Gott aber erweist seine Liebe zu uns darin,dass Christus für uns gestorben ist,als wir noch Sünder waren.

Römer 5,8Februar 2019

Angenommen
Gott aber erweist seine Liebe zu uns darin, dass Christus für uns gestorben ist, als wir noch Sünder waren.
Um wie viel mehr werden wir nun durch ihn gerettet werden vor dem Zorn, nachdem wir jetzt durch sein Blut gerecht geworden sind. Denn wenn wir mit Gott versöhnt worden sind durch den Tod seines Sohnes, als wir noch Feinde waren, um wie viel mehr werden wir selig werden durch sein Leben, nachdem wir nun versöhnt sind. Römer 5, 8-10

Immer wieder bin ich von mir selbst enttäuscht. Enttäuscht, wenn ich nicht schaffe, was ich mir vorgenommen habe. Enttäuscht, wenn ich die Erwartungen meiner Lieben nicht erfülle. Enttäuscht, wenn ich versage. Und in diesen Momenten frage ich mich, ob ich nicht auch Gott enttäusche? Unser Umgang mit Schuld und Scham verrät viel über unser Gottesbild.
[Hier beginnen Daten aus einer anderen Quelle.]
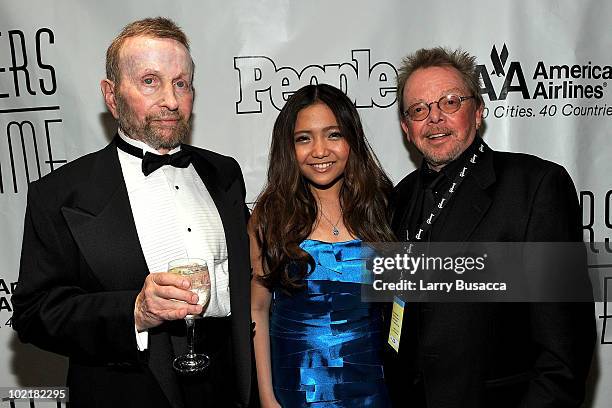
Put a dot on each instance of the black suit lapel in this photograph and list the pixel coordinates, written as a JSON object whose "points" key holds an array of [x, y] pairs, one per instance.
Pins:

Gott hat uns als gottlosen Sündern seine Gnade gezeigt, wie können wir da denken, er würde uns als Kinder verstoßen, wenn wir in Sünde fallen?

Denkt ihr etwa, Gott hat uns in Christus alle(!) Sünden vergeben, aber wenn wir dem jetzt noch etwas hinzufügen, dann wendet er sich ab? Nein, Gott wusste genau, worauf er sich einlässt, als Er auf uns zugegangen ist. Er wusste, für wen Er sich da hingibt. Gottes Kommen in Jesus Christus war keine naiv idealistische Idee. Er kannte uns, und hat sich trotzdem auf uns eingelassen.

Wenn das wahr ist, dann können wir durch kein Tun bewirken, dass Gott uns weniger liebt. Wir können Gott mit nichts enttäuschen. Er hat mit dem Schlimmsten gerechnet und sich trotzdem auf uns eingelassen. Weil seine Liebe groß ist, skandalös groß. Das glauben wir.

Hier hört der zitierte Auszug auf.